MATERIALIZATION OF VIEWS

In this tutorial on materialization, we are going to explore the efficiency of the different options for materializing Denodo views and their impact on data retrieval. The tutorial covers the basics of scheduling jobs to maintain materialized data up-to-date. By the end, users will gain essential knowledge in managing materialization in Denodo Platform, setting the stage for improved performance and data accuracy.

As you have learnt, Denodo Platform accesses and extracts information from target sources at runtime and combines them in real-time to get the results. In other words, no local copy of the data will be stored in the Denodo Platform.

With this in mind, it is clear that some of the more traditional performance optimization practices used in database and data warehouse implementations, such as index construction, will fall outside the scope of a real-time Data Virtualization framework but strategies such as materialization can help to improve the performance of real-time source access and combination goals.

Cache architecture

The Denodo Platform advanced materialization system is based on an external data source (traditional or in-memory data source).

In the previous tutorial, Data Combination, you learned how to combine the unified customer view with its billing information, so you can have a report that lists the total amount that is due for each of your customers.
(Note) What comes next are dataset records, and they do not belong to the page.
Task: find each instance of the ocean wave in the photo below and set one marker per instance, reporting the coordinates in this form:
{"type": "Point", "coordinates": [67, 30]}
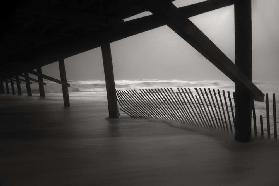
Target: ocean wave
{"type": "Point", "coordinates": [98, 86]}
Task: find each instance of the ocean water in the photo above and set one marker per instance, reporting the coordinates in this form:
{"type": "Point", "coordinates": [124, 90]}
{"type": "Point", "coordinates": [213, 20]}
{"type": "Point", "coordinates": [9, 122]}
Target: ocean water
{"type": "Point", "coordinates": [95, 89]}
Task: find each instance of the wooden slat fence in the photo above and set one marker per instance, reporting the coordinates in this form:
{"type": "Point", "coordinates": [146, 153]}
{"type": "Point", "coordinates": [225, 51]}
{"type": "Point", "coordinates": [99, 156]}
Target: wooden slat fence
{"type": "Point", "coordinates": [198, 107]}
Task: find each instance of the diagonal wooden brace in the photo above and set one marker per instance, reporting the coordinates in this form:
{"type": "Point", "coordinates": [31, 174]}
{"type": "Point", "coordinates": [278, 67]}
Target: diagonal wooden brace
{"type": "Point", "coordinates": [198, 40]}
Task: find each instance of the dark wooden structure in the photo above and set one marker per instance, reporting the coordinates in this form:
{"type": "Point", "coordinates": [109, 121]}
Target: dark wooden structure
{"type": "Point", "coordinates": [41, 83]}
{"type": "Point", "coordinates": [42, 32]}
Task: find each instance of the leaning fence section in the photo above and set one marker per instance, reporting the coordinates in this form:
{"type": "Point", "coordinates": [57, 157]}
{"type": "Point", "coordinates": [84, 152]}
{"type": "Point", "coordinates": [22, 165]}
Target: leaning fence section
{"type": "Point", "coordinates": [198, 107]}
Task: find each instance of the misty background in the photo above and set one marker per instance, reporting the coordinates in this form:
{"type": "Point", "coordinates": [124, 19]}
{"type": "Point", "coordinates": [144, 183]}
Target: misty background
{"type": "Point", "coordinates": [161, 54]}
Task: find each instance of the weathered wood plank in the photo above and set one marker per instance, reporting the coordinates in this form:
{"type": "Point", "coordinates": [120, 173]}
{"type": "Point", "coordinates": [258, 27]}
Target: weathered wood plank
{"type": "Point", "coordinates": [64, 83]}
{"type": "Point", "coordinates": [27, 84]}
{"type": "Point", "coordinates": [41, 83]}
{"type": "Point", "coordinates": [109, 78]}
{"type": "Point", "coordinates": [198, 40]}
{"type": "Point", "coordinates": [48, 78]}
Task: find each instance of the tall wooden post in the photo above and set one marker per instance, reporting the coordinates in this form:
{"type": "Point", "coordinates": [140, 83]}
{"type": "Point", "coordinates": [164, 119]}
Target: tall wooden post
{"type": "Point", "coordinates": [18, 86]}
{"type": "Point", "coordinates": [28, 87]}
{"type": "Point", "coordinates": [63, 78]}
{"type": "Point", "coordinates": [2, 87]}
{"type": "Point", "coordinates": [12, 87]}
{"type": "Point", "coordinates": [7, 87]}
{"type": "Point", "coordinates": [243, 60]}
{"type": "Point", "coordinates": [41, 83]}
{"type": "Point", "coordinates": [110, 84]}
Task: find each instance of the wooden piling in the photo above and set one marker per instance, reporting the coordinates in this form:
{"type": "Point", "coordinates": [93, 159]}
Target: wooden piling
{"type": "Point", "coordinates": [27, 83]}
{"type": "Point", "coordinates": [243, 60]}
{"type": "Point", "coordinates": [227, 109]}
{"type": "Point", "coordinates": [2, 87]}
{"type": "Point", "coordinates": [261, 123]}
{"type": "Point", "coordinates": [12, 87]}
{"type": "Point", "coordinates": [64, 82]}
{"type": "Point", "coordinates": [18, 86]}
{"type": "Point", "coordinates": [7, 87]}
{"type": "Point", "coordinates": [109, 78]}
{"type": "Point", "coordinates": [267, 115]}
{"type": "Point", "coordinates": [41, 83]}
{"type": "Point", "coordinates": [255, 120]}
{"type": "Point", "coordinates": [274, 116]}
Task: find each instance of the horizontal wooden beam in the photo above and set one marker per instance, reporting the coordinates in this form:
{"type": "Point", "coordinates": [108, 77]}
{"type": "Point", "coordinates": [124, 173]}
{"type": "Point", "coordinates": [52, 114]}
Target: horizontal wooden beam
{"type": "Point", "coordinates": [198, 40]}
{"type": "Point", "coordinates": [70, 46]}
{"type": "Point", "coordinates": [48, 78]}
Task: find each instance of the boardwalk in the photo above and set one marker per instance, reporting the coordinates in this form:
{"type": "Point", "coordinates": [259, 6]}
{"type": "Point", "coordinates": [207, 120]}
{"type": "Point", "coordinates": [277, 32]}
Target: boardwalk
{"type": "Point", "coordinates": [44, 144]}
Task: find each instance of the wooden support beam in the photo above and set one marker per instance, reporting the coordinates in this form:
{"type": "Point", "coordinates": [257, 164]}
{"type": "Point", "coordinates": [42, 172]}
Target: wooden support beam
{"type": "Point", "coordinates": [28, 87]}
{"type": "Point", "coordinates": [7, 87]}
{"type": "Point", "coordinates": [48, 78]}
{"type": "Point", "coordinates": [197, 39]}
{"type": "Point", "coordinates": [19, 92]}
{"type": "Point", "coordinates": [243, 60]}
{"type": "Point", "coordinates": [64, 83]}
{"type": "Point", "coordinates": [110, 84]}
{"type": "Point", "coordinates": [12, 86]}
{"type": "Point", "coordinates": [2, 87]}
{"type": "Point", "coordinates": [66, 47]}
{"type": "Point", "coordinates": [41, 83]}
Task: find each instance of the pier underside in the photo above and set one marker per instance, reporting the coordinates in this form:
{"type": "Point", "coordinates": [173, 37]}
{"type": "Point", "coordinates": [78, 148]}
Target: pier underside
{"type": "Point", "coordinates": [44, 144]}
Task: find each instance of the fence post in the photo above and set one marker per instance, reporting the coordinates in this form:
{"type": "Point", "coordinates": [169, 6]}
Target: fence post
{"type": "Point", "coordinates": [274, 116]}
{"type": "Point", "coordinates": [41, 83]}
{"type": "Point", "coordinates": [27, 80]}
{"type": "Point", "coordinates": [18, 86]}
{"type": "Point", "coordinates": [7, 87]}
{"type": "Point", "coordinates": [12, 87]}
{"type": "Point", "coordinates": [267, 115]}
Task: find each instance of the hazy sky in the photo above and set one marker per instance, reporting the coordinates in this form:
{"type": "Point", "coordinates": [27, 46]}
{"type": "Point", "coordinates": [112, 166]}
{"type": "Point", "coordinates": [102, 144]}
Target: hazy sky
{"type": "Point", "coordinates": [161, 54]}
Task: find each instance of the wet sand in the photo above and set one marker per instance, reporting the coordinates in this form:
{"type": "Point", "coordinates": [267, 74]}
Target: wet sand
{"type": "Point", "coordinates": [41, 143]}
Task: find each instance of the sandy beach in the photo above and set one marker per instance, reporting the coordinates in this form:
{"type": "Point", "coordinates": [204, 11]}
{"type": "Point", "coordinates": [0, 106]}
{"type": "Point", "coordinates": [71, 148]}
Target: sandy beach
{"type": "Point", "coordinates": [41, 143]}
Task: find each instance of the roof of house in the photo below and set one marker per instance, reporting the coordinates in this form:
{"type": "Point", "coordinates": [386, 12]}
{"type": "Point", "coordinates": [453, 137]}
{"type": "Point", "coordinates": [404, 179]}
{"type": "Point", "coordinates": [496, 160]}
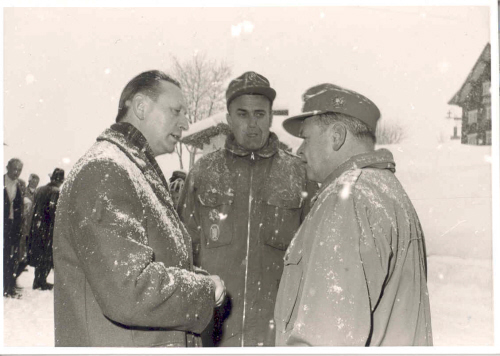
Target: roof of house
{"type": "Point", "coordinates": [482, 63]}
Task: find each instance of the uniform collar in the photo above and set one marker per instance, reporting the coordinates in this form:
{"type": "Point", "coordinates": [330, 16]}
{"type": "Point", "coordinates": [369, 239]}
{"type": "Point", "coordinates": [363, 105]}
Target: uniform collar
{"type": "Point", "coordinates": [379, 159]}
{"type": "Point", "coordinates": [269, 149]}
{"type": "Point", "coordinates": [126, 132]}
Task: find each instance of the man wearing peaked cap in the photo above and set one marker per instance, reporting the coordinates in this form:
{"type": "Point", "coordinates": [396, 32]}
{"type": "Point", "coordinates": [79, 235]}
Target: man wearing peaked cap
{"type": "Point", "coordinates": [242, 205]}
{"type": "Point", "coordinates": [355, 273]}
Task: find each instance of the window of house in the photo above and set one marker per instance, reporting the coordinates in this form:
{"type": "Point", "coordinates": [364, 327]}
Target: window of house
{"type": "Point", "coordinates": [472, 116]}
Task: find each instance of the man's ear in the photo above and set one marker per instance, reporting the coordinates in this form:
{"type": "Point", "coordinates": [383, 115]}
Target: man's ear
{"type": "Point", "coordinates": [338, 134]}
{"type": "Point", "coordinates": [139, 105]}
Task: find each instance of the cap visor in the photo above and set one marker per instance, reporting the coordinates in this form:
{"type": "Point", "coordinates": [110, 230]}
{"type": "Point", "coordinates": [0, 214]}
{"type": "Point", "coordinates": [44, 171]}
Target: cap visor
{"type": "Point", "coordinates": [293, 124]}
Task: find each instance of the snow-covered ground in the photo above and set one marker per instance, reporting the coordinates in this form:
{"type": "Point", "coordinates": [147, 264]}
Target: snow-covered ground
{"type": "Point", "coordinates": [450, 186]}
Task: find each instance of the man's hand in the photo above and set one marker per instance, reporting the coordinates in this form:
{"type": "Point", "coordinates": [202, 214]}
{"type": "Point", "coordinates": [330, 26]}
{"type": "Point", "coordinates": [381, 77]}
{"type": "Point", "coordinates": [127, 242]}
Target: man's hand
{"type": "Point", "coordinates": [220, 290]}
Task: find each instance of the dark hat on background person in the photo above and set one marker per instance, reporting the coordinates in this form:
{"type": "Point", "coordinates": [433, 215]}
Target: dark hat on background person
{"type": "Point", "coordinates": [176, 175]}
{"type": "Point", "coordinates": [330, 98]}
{"type": "Point", "coordinates": [247, 84]}
{"type": "Point", "coordinates": [57, 175]}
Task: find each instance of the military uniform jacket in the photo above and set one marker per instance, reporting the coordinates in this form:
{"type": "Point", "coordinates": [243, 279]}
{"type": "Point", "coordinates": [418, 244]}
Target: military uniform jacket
{"type": "Point", "coordinates": [355, 273]}
{"type": "Point", "coordinates": [42, 226]}
{"type": "Point", "coordinates": [242, 210]}
{"type": "Point", "coordinates": [122, 257]}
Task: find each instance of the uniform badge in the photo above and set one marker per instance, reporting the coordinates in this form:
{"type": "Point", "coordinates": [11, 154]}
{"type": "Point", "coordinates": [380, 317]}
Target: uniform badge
{"type": "Point", "coordinates": [338, 101]}
{"type": "Point", "coordinates": [214, 232]}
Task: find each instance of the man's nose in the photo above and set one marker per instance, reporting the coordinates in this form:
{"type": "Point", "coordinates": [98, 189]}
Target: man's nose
{"type": "Point", "coordinates": [253, 121]}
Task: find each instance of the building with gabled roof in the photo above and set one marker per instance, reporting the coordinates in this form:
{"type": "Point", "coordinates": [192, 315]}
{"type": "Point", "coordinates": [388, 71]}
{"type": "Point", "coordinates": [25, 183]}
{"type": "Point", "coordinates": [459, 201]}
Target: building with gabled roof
{"type": "Point", "coordinates": [474, 97]}
{"type": "Point", "coordinates": [210, 134]}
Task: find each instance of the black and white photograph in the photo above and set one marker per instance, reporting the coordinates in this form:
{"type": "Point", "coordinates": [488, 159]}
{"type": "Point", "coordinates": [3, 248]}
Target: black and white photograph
{"type": "Point", "coordinates": [258, 175]}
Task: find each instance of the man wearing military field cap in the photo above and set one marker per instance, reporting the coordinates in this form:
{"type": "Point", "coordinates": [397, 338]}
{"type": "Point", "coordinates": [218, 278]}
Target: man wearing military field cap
{"type": "Point", "coordinates": [242, 205]}
{"type": "Point", "coordinates": [355, 273]}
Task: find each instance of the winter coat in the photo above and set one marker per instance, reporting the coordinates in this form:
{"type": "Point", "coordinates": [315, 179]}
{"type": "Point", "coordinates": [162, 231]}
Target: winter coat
{"type": "Point", "coordinates": [42, 226]}
{"type": "Point", "coordinates": [242, 210]}
{"type": "Point", "coordinates": [18, 207]}
{"type": "Point", "coordinates": [123, 260]}
{"type": "Point", "coordinates": [29, 201]}
{"type": "Point", "coordinates": [355, 273]}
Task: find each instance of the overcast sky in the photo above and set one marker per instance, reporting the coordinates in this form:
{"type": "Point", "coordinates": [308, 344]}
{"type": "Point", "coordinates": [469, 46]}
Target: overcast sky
{"type": "Point", "coordinates": [64, 68]}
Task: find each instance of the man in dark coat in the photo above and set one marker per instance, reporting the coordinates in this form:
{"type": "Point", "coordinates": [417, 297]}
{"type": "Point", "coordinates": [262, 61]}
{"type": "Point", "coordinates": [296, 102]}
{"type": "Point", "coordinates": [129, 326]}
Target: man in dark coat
{"type": "Point", "coordinates": [123, 263]}
{"type": "Point", "coordinates": [12, 223]}
{"type": "Point", "coordinates": [42, 230]}
{"type": "Point", "coordinates": [242, 205]}
{"type": "Point", "coordinates": [356, 273]}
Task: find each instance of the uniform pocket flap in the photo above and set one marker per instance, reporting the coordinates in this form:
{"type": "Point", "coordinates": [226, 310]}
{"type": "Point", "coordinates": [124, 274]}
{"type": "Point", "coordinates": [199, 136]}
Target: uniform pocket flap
{"type": "Point", "coordinates": [286, 202]}
{"type": "Point", "coordinates": [214, 198]}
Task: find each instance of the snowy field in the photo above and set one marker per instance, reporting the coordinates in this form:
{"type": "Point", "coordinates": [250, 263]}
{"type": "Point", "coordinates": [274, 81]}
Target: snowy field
{"type": "Point", "coordinates": [450, 186]}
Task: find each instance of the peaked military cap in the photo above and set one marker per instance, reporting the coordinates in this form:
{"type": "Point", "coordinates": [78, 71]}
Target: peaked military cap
{"type": "Point", "coordinates": [249, 83]}
{"type": "Point", "coordinates": [325, 98]}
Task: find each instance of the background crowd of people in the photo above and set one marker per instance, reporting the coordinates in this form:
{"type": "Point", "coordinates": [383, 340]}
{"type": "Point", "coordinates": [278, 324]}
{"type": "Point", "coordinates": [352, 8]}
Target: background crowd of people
{"type": "Point", "coordinates": [29, 215]}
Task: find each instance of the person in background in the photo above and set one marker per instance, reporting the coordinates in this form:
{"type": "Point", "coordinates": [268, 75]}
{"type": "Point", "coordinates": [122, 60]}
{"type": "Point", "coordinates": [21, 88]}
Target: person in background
{"type": "Point", "coordinates": [12, 224]}
{"type": "Point", "coordinates": [40, 240]}
{"type": "Point", "coordinates": [124, 274]}
{"type": "Point", "coordinates": [29, 198]}
{"type": "Point", "coordinates": [242, 205]}
{"type": "Point", "coordinates": [356, 272]}
{"type": "Point", "coordinates": [176, 183]}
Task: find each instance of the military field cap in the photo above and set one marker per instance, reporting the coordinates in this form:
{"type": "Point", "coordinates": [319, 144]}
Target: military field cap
{"type": "Point", "coordinates": [325, 98]}
{"type": "Point", "coordinates": [249, 83]}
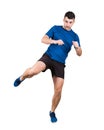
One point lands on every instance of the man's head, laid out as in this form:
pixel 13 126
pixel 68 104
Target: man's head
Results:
pixel 69 19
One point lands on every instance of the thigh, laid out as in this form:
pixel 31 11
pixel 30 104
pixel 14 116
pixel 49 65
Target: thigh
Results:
pixel 58 83
pixel 58 69
pixel 38 67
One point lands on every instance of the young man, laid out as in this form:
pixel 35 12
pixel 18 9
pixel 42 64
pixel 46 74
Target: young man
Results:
pixel 60 40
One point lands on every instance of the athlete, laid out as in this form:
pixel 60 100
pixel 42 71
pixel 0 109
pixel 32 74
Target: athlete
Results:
pixel 60 40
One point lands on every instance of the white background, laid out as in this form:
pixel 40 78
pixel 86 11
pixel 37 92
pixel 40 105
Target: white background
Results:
pixel 22 25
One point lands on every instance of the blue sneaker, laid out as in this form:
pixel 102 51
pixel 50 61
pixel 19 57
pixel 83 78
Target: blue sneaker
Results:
pixel 53 117
pixel 17 82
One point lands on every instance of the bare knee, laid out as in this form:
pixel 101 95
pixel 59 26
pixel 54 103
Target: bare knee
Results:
pixel 58 91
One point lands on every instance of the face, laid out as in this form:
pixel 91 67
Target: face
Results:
pixel 68 23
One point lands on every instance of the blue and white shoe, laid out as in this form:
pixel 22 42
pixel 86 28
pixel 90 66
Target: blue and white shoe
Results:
pixel 53 117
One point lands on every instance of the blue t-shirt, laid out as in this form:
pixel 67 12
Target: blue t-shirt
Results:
pixel 60 52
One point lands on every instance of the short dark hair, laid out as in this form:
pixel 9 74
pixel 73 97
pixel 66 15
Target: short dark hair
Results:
pixel 70 15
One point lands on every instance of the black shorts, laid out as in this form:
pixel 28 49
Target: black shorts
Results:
pixel 57 68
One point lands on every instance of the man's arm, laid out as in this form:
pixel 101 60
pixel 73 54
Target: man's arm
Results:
pixel 48 40
pixel 77 48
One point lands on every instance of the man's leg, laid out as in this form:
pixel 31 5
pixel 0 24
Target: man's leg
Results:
pixel 58 84
pixel 34 70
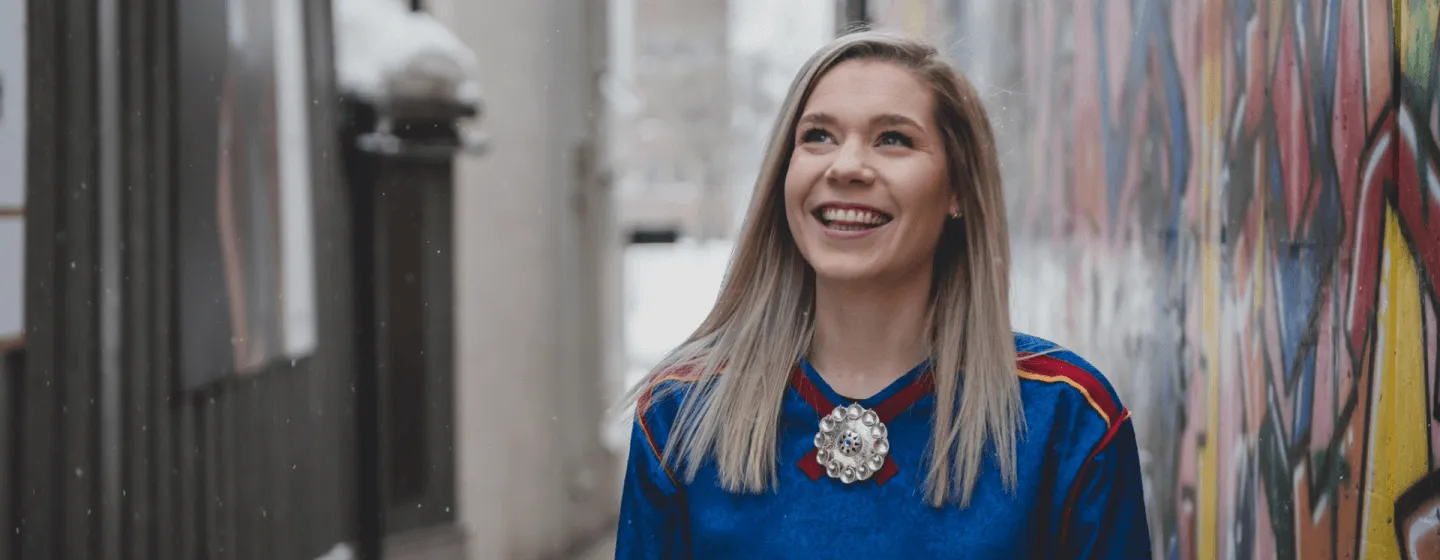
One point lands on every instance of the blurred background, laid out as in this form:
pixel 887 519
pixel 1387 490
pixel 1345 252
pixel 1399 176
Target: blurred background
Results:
pixel 365 278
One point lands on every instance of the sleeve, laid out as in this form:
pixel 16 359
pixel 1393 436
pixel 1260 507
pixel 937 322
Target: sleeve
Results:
pixel 653 520
pixel 1105 517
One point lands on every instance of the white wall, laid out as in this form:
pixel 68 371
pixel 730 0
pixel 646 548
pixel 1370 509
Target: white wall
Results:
pixel 534 267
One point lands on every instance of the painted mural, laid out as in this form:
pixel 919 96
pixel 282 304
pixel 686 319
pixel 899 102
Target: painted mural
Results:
pixel 1240 205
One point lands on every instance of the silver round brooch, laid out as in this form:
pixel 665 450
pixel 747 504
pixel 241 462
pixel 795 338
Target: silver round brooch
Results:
pixel 851 444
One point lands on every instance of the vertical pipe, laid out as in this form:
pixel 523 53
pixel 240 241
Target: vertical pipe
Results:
pixel 108 64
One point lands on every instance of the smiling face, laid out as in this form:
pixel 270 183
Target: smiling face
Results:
pixel 866 192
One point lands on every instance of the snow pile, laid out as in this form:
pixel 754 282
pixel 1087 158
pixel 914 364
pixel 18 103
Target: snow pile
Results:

It is strongly advised to complete the Data Combination tutorial before starting this one, as we are going to be using the resources (data source, base views and integrations) created on it.

If you have already completed it, please proceed to the next section. Otherwise, follow the subsequent instructions:

  1. Launch the resources needed (check how in the Installation & Bootstrapping tutorial).
  2. Log in Denodo Design Studio (user/password: admin/admin)
  3. Import this VQL to Denodo by clicking into File > Import. Drag ‘n' drop the file and select your preferred database (in our example, "tutorial"):

Design Studio - File menu

Design Studio - Import wizard

If all steps have been executed correctly, you should observe the following in the Design Studio's elements tree:

Design Studio - Elements tree

Great! Now it's time to start the tutorial!

Denodo Platform is an important component of any data management infrastructure, but not the only one. When measuring performance, it is important to make sure which of the elements are bottlenecks. For example, a data source might be returning data in a slow fashion; in some cases you will be able to increase the performance by adding a new index to that source. If these actions cannot be performed, you can configure an intelligent caching system in Denodo to speed up your queries.

Let's see some use cases where you can use materialization:

  1. Some data sources might be slow and you want to speed up the queries hitting those data sources.
  2. You want to avoid high workloads in the data sources.
  3. Pre-compute and store in the materialization system costly transformations, so they do not need to be recomputed in real-time.
  4. You want to delegate (or speed up) some queries with data coming from several different data sources.
  5. Protect the system against potential unavailability of data sources (especially when they are external sources).

In this tutorial you will see how to:

  • Activate the Cache Module in Denodo Platform
  • Enable Materialization in Base and Integration Views
  • View Some Examples of Different Materialization Types
  • Scheduling refreshes of the materialized data

Denodo Platform includes a module to store local copies of the data as required in an external data source.

For using the cache engine in Denodo, you have to enable it at server-level or at database-level. In this tutorial we will configure the cache at server level. Let's see how to configure the Denodo server to use cache:

  1. Go to the Design Studio and, in the Menu Bar, go to Administration > Server configuration

Design Studio - Administration menu

  1. Unfold Cache and click on General. To enable the cache, set the Cache status to On.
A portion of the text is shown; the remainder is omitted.